In April, the press freedom group ranked India 136th of 180 countries in its world press freedom ratings, blaming “Hindu nationalists trying to purge all manifestations of ‘anti-national’ thought from the national debate.” In 2015 India was ranked the deadliest country in Asia for journalists, although most deaths occur in remote rural areas away from the major urban centers.
A senior Indian journalist and activist has been shot dead outside her home in Bangalore, India on 5 September. The 55-year-old was shot dead by three unknown gunmen as she entered her home in the southern city of Bangalore in Karnataka state. No one has yet been identified or arrested in connection with the killing. Lankesh was known as a fierce critic of Hindu nationalist organizations in her state and was convicted of defamation last year for a piece accusing members of the Bharatiya Janata party of theft. She was appealing against the decision. The Press Club of India said in a statement about this murder: “A fearless and independent journalist who gave voice to many causes and always stood up for justice has been shot dead in the most brutal manner in order to silence her voice.”
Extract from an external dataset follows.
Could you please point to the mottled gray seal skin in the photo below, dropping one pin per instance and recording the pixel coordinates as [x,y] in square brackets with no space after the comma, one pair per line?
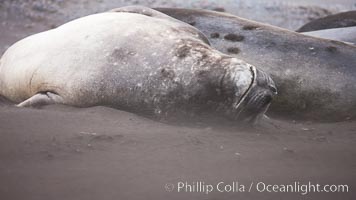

Two weeks later, Bhowmick was beaten to death during violent clashes, officials have said. Shantanu Bhowmick, a reporter covering political unrest in India’s north-east, was set upon with sticks as he reported about violence on Wednesday between warring political factions and police outside Agartala, the capital of remote Tripura state. No arrests have yet been made in connection with the reporter’s death, but four people were detained on separate charges related to the political violence, the state police superintendent Abhijit Saptarshi said. Bhowmick’s death brings the number of reporters killed in India since the early 1990s to 29, according to figures from the Committee to Protect Journalists.
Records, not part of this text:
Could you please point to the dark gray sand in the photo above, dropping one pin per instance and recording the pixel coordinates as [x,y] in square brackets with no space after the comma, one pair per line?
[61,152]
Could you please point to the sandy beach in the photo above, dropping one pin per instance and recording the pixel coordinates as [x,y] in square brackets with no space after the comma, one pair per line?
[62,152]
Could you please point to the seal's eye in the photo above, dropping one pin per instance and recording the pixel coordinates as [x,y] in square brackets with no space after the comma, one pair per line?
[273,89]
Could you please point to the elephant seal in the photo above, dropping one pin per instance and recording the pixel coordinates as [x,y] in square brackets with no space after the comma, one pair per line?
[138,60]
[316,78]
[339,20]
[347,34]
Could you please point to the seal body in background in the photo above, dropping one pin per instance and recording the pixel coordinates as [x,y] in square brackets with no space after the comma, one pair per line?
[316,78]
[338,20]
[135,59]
At least 780 journalists and media workers have been killed in connection with their work in the past ten years, despite strong resolutions adopted by the UN Security Council, General Assembly, and Human Rights Council. That’s why French President Macron said after defending press freedom in his first address to the United Nations General Assembly. “I call for the appointment of a special representative of the United Nations secretary-general for the protection of journalists throughout the world, because the fight against terrorism and the harsher world we are living in should under no circumstances justify any reduction in this freedom.”